Jednym z największych atutów serialu są bez wątpienia fantastyczne sceny akcji, za które odpowiedzialna jest wytwórnia Action Concept, która od lat słynie z doskonałych efektów specjalnych. Wybuchy, pościgi samochodowe oraz widowiskowe karambole to stałe elementy każdego odcinka serialu. Jestem przekonana, że żaden fan Kobry — Oddziału Specjalnego nie wyobraża sobie bez nich życia. Muszę przyznać, że nie znam drugiej produkcji telewizyjnej, w której pojawiłoby się tak wiele scen akcji. Warto jednak pamiętać, że nie samymi pościgami człowiek żyje.
W serialu ważną rolę odgrywają śledztwa prowadzone przez komisarzy. W każdym odcinku pojawia się nowa zagadka kryminalna, którą będą musieli rozwiązać serialowi bohaterowie. Chociaż w większości przypadków fabuła koncentruje się na zbrodniach popełnionych na autostradzie, to zdarzają się również liczne wyjątki. Morderstwa i porwania to nie jedyne problemy policjantów z wydziału autostradowego. W czwartym sezonie pojawia się wątek sekty, za to w jednym z nowszych sezonów bohaterowie starają się uchronić mieszkańców Kolonii przed śmiertelnym wirusem, który może doprowadzić do śmierci milionów osób. Mogłabym długo wymieniać najciekawsze wątki kryminalne, które zostały poruszone w serialu. Uwierzcie mi, że przez ponad dwadzieścia lat scenarzyści wykazali się niezwykłą fantazją i nadal robią wszystko, aby nie powtarzać utartych schematów znanych z seriali kryminalnych. 
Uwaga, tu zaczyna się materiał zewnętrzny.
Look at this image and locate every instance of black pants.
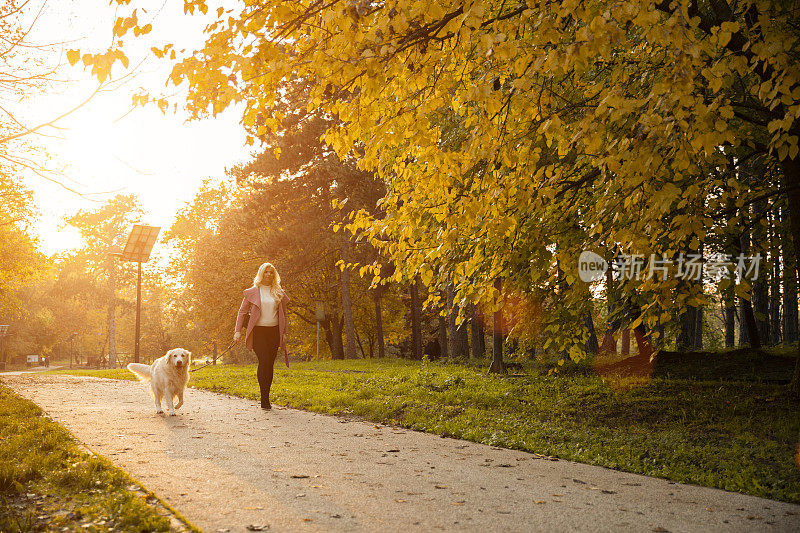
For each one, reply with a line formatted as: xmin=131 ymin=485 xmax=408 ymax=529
xmin=253 ymin=325 xmax=280 ymax=405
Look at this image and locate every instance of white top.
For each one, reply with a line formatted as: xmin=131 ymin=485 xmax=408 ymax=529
xmin=256 ymin=286 xmax=279 ymax=326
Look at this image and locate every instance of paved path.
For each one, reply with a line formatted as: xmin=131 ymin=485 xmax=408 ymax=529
xmin=2 ymin=373 xmax=799 ymax=532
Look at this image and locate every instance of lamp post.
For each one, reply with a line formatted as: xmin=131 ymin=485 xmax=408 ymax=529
xmin=69 ymin=332 xmax=77 ymax=368
xmin=0 ymin=325 xmax=9 ymax=371
xmin=109 ymin=225 xmax=160 ymax=364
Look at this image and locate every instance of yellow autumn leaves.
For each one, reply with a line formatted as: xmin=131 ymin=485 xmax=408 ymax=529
xmin=69 ymin=0 xmax=800 ymax=355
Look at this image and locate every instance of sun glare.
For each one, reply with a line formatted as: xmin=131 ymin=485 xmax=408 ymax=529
xmin=64 ymin=113 xmax=125 ymax=180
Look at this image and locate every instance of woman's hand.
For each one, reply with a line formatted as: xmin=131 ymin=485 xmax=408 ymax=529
xmin=233 ymin=331 xmax=241 ymax=342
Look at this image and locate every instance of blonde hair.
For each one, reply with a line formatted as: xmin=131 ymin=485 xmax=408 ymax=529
xmin=252 ymin=262 xmax=283 ymax=299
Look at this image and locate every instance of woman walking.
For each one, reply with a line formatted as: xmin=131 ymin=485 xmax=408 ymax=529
xmin=234 ymin=262 xmax=289 ymax=409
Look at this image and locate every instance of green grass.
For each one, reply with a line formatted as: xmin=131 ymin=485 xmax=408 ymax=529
xmin=0 ymin=384 xmax=186 ymax=532
xmin=53 ymin=354 xmax=800 ymax=504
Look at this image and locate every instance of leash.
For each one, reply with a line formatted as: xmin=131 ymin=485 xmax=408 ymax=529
xmin=190 ymin=340 xmax=237 ymax=372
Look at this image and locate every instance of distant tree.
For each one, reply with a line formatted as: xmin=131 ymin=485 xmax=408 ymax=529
xmin=68 ymin=195 xmax=143 ymax=368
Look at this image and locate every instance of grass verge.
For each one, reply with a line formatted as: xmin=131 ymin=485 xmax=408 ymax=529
xmin=0 ymin=384 xmax=188 ymax=532
xmin=53 ymin=353 xmax=800 ymax=504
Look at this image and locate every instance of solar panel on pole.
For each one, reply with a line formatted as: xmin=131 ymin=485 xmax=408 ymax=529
xmin=116 ymin=225 xmax=160 ymax=363
xmin=119 ymin=225 xmax=160 ymax=263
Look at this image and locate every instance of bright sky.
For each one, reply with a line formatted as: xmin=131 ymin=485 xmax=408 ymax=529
xmin=12 ymin=0 xmax=251 ymax=256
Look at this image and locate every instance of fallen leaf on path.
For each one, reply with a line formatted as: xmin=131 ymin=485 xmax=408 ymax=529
xmin=291 ymin=474 xmax=310 ymax=479
xmin=246 ymin=525 xmax=269 ymax=531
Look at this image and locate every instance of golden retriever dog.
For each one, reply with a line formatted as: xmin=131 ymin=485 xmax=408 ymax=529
xmin=127 ymin=348 xmax=191 ymax=416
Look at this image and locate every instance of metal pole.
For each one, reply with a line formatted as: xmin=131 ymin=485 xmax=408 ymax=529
xmin=316 ymin=321 xmax=319 ymax=362
xmin=0 ymin=326 xmax=7 ymax=371
xmin=135 ymin=260 xmax=142 ymax=364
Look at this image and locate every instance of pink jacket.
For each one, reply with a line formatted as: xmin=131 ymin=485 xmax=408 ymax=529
xmin=235 ymin=286 xmax=289 ymax=351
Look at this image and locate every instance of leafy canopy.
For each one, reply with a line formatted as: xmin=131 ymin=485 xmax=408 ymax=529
xmin=78 ymin=0 xmax=800 ymax=352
Chociaż serial często porusza poważne tematy, to mimo wszystko większość odcinków jest wypełniona dużą ilością żartów i humorystycznych sytuacji. Naprawdę ciężko mi ocenić, czy każdemu przypadnie do gustu ten rodzaj humoru. W większości sezonów jest on niewielkim dodatkiem, który nie ma negatywnego wpływu na jakość odcinków. Niestety, moim zdaniem sytuacja zmienia się w odcinkach z 2008 roku, gdzie wątki humorystyczne przestają bawić i zaczynają męczyć. Na szczęście był to moment przejściowy, ponieważ z czasem scenarzystom ponownie udało się odnaleźć odpowiednią równowagą pomiędzy powagą a komedią. 
Istnieje jeszcze jeden element dotyczący serialu, o którym chciałabym napisać kilka słów. Moim zdaniem największą zaletą Kobry — Oddziału Specjalnego są bez wątpienia relacja łączące wszystkich bohaterów. Śmiało można powiedzieć, że w serialu mamy do czynienia z nietypową rodziną, która znalazła swój dom na posterunku policji. Myślę, że to właśnie ten rodzinny aspekt sprawia, że pomimo licznych zbrodni i nieustannej atmosfery zagrożenia życia, Kobra — Oddział Specjalny sprawia wrażenie niezwykle produkcji, która jest przyjazna dla wszystkich. Znam wiele osób, które swoją przygodę z serialem zaczęły w wieku jedenastu lat oraz takie, które dziś mają własną rodzinę i w dalszym ciągu z przyjemnością oglądają zmagania policjantów z bezprawiem. 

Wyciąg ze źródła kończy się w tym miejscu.